Speculation Mounts for Sony-Canon ’21 Pro Showdown

Sep 24, 2020 | Bodies, Canon, Editorial, News, Sony, Sports, Wildlife

Canon and Sony are both expected to push out flagship releases in 2021. These will likely be targeted for release months before the next Winter Olympics – a reliable, if arbitrary, cycle the camera manufacturers have been respecting for decades. Sony’s rumored pro offering appears to be targeting the Canon EOS R5, rather than Canon’s purported flagship, the 1DX Mark III, which is in many ways less capable of the fully mirrorless alternative.

What is a “Pro Camera”?

Certain conventions have developed around people’s idea of a professional camera. Previous technological limitations drove the flagship models to be integrated-grip, low megapixel, high frame rate, heavy bodies. Some of these conventions may be challenged moving forward, as the technology allows, but interestingly Sony finds itself less able to innovate here because of a desire to prove that its flagship bodies adhere to what the professional photographers perceive as what a flagship should be. The release of the A9 Mark II showed only new refinements that brought the new flagship closer to already-set perceptions of a pro body. Aside from ergonomic changes that made it feel more like a Canon camera, the main improvement was a doubling of the mechanical shutter – something that Sony didn’t previously feel was that important given the 20 frames per second electronic shutter the A9 sported with very little rolling shutter.

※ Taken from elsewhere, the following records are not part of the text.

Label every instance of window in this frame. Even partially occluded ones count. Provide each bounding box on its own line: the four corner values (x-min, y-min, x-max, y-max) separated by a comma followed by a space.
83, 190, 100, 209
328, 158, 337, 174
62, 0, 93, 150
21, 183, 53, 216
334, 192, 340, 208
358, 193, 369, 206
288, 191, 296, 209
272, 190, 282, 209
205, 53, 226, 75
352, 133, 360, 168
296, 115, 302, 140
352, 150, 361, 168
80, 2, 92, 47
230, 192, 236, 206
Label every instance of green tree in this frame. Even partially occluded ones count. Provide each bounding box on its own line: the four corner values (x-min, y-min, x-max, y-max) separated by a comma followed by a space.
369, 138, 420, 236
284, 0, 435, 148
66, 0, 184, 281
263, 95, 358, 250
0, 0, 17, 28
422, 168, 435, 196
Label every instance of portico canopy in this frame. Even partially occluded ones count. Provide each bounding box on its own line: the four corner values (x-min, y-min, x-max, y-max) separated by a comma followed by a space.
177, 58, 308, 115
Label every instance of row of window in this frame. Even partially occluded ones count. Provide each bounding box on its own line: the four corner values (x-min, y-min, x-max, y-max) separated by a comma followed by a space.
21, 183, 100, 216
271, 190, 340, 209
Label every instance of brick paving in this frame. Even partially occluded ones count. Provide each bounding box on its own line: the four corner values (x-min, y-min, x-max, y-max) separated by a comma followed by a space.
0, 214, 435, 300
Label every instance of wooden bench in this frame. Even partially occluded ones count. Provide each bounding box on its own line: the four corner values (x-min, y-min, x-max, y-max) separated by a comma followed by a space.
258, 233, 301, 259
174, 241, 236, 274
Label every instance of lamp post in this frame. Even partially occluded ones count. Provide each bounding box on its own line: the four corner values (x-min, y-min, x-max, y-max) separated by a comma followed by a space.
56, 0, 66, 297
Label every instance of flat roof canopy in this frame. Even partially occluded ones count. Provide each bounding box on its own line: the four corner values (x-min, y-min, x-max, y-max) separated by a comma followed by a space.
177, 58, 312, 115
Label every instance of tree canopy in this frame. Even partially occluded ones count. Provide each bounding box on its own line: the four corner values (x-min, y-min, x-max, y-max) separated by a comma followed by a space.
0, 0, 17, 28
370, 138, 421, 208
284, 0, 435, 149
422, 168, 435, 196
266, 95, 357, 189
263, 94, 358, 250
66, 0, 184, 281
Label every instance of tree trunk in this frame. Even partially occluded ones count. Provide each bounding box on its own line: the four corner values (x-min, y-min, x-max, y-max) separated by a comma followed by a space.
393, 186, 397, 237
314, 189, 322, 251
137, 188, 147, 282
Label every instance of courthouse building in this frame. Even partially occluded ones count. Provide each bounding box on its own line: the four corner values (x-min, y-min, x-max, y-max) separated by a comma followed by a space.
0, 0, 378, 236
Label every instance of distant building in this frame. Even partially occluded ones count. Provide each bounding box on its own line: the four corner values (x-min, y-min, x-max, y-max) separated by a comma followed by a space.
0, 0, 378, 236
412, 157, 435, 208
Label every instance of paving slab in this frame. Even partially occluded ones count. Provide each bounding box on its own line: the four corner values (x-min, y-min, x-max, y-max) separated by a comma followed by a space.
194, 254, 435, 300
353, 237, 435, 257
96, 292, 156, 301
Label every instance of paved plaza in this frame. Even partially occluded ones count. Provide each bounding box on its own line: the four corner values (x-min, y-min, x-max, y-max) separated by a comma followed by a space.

While the Canon 1DX Mark III has been well received by reviewers, there are specific features that remain disadvantaged relative to the mirrorless offerings, and it was surprising to see a lack of improvement in some areas – particularly resolution. Some pros think 20 megapixels is plenty, but one of the use cases of the 1DX series is wildlife photography, where denser resolutions are highly valued. Perhaps the most interesting perceived deficiency of the 1DX Mark III was the awkwardness of using it as a mirrorless camera. Sporting a first class tracking system in liveview mode, getting the best tracking out of the camera forces users to use the back screen, which just exaggerates the awkwardness of wielding a camera that feels a bit like two bricks taped together.

Crusty Pros

The culture of professional photography determines market demand for flagship bodies. This culture is male-dominated; concentrated in certain genres; perceives itself is hyper practical; often dismissive of new features as unnecessary or undesirable (until they appear in the flagship bodies, as they did with liveview, flippy screens and touch screen AF point selection). Point is, there is a real liability that innovating too much will lessen the perception of appropriateness for pros – especially for a brand like Sony, which hasn’t yet completely established itself as a pro body player. Sony’s difficulty in ascending to that brand perception is mixed with this crusty culture, but also a deserved reputation for outsourcing service to third parties and the fact that its offerings are mirrorless, a technology viewed still with some suspicion. Canon went to some lengths to package a very nice mirrorless camera inside a DSLR pro body with the 1DX Mark III. The new flagship is an excellent mirrorless camera – if awkward – when the liveview mode flips the mirror out of the way.

Ingredients for a Worthy Flagship Upgrade

Here are features absent in the existing flagships, and may make appearances in the coming revisions:

  • ~45 megapixels (needed for 8K video)
  • 8K video
  • Deliberate heat dissipation to allow for non-limited, high-bitrate video recording
  • Video without time limits during internal recording
  • Dual CFexpress cards
  • Full, 14-bit stills in high frame rate modes
  • Thunderbolt 3, 40 Mbits/sec throughput
  • IBIS
  • ~10 megadot viewfinder operating at 120 frames per second
  • Anti-flicker shooting reduces frame rate less (10 fps rather than 6 fps)
  • Highest frame rates capable even with low battery

It is notable that there are not many features one can think of for a pro upgrade that are not already in the Canon R5 camera, showing how blurred the pro body identity has become. Whether cameras including the above will be delineated as “pro,” and whether a permanently-gripped form factor is employed will determine whether that distinction lives on.